À l’occasion d’un nouveau projet d’entourloupe rémunératrice à Sils-Maria au prestigieux hôtel Waldhaus, pour un congrès d’odontologie, voilà qu’une affaire bien plus considérable est proposée à Victor par Betty, qui la prépare et la couve depuis plusieurs mois : détourner 5 millions de francs suisses (à peu près autant en €) que son amant du moment, Maurice (François Cluzet), qui travaille pour un consortium criminel, doit transporter de Suisse aux Caraïbes. Même si Victor se méfie de l’énormité de la somme et des dangers inhérents, il accepte, certainement encore davantage pour épater sa fille que pour réaliser un gros gain.
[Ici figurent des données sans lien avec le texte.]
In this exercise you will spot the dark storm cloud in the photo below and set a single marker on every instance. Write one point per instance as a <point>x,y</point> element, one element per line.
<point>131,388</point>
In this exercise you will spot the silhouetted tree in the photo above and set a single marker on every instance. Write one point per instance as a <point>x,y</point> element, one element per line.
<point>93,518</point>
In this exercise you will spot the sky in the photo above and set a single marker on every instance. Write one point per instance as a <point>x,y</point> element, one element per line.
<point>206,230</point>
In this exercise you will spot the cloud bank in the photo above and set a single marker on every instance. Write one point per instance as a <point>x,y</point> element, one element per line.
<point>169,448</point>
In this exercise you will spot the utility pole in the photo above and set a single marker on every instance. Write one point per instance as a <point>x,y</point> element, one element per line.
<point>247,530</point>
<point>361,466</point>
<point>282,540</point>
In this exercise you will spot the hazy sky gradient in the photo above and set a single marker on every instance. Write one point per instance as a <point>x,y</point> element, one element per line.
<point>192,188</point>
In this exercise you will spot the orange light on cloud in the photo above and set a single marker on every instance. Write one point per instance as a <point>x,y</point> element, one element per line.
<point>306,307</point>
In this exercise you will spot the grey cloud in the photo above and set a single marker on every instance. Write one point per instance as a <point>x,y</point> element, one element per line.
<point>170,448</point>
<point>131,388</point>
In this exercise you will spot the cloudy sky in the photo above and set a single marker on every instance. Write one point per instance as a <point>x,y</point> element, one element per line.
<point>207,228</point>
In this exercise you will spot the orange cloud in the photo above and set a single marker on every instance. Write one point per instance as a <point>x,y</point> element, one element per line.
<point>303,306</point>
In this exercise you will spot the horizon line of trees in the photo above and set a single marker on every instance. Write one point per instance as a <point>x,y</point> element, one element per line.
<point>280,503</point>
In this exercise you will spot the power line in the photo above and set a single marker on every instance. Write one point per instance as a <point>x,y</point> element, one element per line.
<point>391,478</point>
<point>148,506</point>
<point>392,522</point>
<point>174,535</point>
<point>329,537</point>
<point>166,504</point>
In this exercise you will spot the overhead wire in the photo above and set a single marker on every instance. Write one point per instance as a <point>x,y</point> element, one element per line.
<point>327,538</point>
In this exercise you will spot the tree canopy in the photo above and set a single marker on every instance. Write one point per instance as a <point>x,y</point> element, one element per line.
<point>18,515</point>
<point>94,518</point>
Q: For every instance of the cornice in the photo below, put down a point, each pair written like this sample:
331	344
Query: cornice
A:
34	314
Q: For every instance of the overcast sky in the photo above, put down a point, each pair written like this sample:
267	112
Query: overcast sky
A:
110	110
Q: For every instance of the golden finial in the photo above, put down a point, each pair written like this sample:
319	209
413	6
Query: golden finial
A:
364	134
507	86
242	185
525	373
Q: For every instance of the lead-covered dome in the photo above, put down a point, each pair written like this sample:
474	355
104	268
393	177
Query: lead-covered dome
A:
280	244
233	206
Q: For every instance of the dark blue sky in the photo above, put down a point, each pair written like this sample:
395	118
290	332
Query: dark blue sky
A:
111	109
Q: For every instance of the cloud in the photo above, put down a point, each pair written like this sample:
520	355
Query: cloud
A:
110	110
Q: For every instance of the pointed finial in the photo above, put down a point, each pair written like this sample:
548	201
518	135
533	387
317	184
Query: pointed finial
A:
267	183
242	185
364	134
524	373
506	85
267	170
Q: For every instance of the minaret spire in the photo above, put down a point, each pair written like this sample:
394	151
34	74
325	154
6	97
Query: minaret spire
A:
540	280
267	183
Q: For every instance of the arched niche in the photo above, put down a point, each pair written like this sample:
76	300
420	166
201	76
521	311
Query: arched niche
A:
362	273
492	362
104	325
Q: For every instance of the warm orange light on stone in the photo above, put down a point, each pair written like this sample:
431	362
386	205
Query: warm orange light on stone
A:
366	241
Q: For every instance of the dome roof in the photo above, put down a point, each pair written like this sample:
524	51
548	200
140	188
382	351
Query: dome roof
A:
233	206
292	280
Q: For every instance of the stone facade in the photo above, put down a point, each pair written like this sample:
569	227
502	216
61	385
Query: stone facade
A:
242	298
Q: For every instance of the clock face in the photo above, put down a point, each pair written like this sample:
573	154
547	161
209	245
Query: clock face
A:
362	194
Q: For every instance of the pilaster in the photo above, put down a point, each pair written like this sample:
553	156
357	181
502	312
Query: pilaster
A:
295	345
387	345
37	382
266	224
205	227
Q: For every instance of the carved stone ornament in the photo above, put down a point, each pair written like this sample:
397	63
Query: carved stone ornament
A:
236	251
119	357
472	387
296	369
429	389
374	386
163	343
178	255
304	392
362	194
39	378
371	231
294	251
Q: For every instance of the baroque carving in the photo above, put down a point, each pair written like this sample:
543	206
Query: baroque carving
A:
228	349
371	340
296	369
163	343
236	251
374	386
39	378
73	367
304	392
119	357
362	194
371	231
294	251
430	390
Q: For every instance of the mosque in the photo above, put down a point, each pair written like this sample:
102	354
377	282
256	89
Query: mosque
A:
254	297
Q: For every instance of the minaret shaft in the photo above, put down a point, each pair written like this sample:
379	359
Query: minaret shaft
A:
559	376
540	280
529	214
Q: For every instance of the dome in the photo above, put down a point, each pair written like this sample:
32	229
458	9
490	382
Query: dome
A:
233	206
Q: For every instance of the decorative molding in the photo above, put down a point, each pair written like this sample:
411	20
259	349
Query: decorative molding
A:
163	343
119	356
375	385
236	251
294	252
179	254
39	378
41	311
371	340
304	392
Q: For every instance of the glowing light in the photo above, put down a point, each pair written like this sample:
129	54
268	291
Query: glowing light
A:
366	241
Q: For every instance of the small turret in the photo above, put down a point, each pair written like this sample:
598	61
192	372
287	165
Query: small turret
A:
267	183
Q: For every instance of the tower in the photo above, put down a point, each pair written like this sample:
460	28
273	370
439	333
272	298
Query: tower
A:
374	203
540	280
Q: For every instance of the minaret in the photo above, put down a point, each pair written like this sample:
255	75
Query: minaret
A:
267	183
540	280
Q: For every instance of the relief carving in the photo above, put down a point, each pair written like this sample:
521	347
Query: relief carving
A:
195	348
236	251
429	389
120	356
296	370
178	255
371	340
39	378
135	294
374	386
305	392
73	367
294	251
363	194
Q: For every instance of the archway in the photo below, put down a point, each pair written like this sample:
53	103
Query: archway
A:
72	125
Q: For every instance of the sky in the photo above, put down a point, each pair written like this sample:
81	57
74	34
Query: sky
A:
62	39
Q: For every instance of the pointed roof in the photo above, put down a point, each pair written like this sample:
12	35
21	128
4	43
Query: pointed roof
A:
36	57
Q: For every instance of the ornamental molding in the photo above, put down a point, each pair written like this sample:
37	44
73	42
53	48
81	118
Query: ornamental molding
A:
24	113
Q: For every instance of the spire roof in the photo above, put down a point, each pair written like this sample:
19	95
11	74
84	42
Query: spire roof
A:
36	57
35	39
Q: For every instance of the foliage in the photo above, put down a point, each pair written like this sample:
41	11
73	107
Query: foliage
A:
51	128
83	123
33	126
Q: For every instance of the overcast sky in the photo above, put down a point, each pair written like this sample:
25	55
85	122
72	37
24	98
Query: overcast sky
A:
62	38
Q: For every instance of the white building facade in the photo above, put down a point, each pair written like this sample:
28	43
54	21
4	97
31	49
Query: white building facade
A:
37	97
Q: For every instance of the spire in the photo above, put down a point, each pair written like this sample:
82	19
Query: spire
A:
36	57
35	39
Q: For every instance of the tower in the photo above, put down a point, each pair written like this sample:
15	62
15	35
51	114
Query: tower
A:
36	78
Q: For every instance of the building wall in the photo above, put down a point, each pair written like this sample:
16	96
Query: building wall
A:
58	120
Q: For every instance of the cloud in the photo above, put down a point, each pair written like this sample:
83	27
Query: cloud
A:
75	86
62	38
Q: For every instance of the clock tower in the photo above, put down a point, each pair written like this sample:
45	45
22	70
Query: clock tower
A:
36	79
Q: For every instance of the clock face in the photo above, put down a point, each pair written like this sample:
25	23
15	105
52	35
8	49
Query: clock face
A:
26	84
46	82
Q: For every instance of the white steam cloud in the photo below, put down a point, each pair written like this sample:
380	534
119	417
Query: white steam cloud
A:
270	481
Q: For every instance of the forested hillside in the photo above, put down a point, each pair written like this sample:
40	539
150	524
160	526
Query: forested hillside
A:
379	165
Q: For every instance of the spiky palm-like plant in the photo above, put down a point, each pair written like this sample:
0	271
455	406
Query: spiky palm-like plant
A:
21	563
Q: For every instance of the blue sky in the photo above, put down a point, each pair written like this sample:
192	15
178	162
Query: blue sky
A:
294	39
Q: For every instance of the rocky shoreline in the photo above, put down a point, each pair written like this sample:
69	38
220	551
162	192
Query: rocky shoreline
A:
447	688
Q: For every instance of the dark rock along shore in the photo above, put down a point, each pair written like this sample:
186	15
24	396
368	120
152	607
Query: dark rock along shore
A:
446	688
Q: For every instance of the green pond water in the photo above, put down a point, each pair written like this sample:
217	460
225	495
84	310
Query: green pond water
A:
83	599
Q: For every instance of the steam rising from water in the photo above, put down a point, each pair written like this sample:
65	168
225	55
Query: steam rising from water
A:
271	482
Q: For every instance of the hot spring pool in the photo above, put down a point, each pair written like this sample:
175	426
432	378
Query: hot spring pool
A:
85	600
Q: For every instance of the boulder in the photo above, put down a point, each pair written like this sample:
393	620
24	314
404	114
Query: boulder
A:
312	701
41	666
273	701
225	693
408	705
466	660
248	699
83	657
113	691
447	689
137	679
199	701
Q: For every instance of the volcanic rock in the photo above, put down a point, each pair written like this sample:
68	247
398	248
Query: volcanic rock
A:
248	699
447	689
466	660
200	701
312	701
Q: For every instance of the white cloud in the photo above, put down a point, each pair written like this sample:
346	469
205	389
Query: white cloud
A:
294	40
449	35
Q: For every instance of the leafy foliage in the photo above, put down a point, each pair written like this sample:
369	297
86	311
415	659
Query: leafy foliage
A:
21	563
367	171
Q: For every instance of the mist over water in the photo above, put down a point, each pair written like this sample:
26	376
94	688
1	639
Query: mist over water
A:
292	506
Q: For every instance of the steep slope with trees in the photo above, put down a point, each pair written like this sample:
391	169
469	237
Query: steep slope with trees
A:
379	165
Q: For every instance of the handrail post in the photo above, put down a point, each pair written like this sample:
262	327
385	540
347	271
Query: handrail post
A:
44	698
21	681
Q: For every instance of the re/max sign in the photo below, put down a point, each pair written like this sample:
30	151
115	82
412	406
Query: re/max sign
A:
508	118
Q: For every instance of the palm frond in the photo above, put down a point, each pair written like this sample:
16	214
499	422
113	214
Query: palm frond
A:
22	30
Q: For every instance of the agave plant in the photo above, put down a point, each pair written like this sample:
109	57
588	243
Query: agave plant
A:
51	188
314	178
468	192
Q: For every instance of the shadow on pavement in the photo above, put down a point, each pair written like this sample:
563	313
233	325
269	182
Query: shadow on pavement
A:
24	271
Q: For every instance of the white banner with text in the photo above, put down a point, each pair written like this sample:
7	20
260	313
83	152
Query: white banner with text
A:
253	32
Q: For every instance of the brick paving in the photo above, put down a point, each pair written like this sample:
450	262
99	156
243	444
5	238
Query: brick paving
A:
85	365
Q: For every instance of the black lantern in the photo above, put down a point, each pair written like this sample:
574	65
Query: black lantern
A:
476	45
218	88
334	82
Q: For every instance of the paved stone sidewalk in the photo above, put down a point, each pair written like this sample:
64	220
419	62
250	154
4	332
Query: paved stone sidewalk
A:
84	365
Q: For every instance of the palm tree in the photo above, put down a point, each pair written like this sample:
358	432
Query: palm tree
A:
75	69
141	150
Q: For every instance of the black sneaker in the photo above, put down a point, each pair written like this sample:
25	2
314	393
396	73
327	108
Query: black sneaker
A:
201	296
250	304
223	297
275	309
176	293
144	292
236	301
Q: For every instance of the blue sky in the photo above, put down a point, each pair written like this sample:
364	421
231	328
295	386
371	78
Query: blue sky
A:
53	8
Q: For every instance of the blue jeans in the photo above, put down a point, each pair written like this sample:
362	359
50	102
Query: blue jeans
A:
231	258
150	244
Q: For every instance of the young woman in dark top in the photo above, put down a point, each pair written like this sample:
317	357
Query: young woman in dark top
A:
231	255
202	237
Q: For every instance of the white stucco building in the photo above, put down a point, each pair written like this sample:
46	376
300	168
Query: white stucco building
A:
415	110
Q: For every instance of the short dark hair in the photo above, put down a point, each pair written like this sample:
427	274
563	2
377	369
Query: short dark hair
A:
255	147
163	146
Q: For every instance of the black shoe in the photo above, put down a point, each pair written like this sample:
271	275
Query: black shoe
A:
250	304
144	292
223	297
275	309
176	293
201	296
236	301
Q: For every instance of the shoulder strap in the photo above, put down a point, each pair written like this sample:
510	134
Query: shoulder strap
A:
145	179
On devine que le consortium maffieux n’est pas du tout de la même trempe que les braves provinciaux en goguette qui étaient jusqu’alors l’habituel gibier du couple d’escrocs. Et ça donne quelques excellentes scènes assez glaçantes lorsque le duo tombe aux mains de M. K (Jean-François Balmer) et de sa bande de tueurs-tortureurs (excellente composition de Jean Benguigui, gluant comme une limace vicieuse). On devine aussi – peut-être un peu trop – les déroulements rocambolesques et ingénieux de l’intrigue et la fin qui n’est en rien surprenante. Mais on a passé un bien bon moment au milieu d’excellents acteurs, de scènes enlevées, quelquefois drôles, quelquefois cruelles et on a bien regretté que tous les films de Claude Chabrol ne soient pas aussi malins.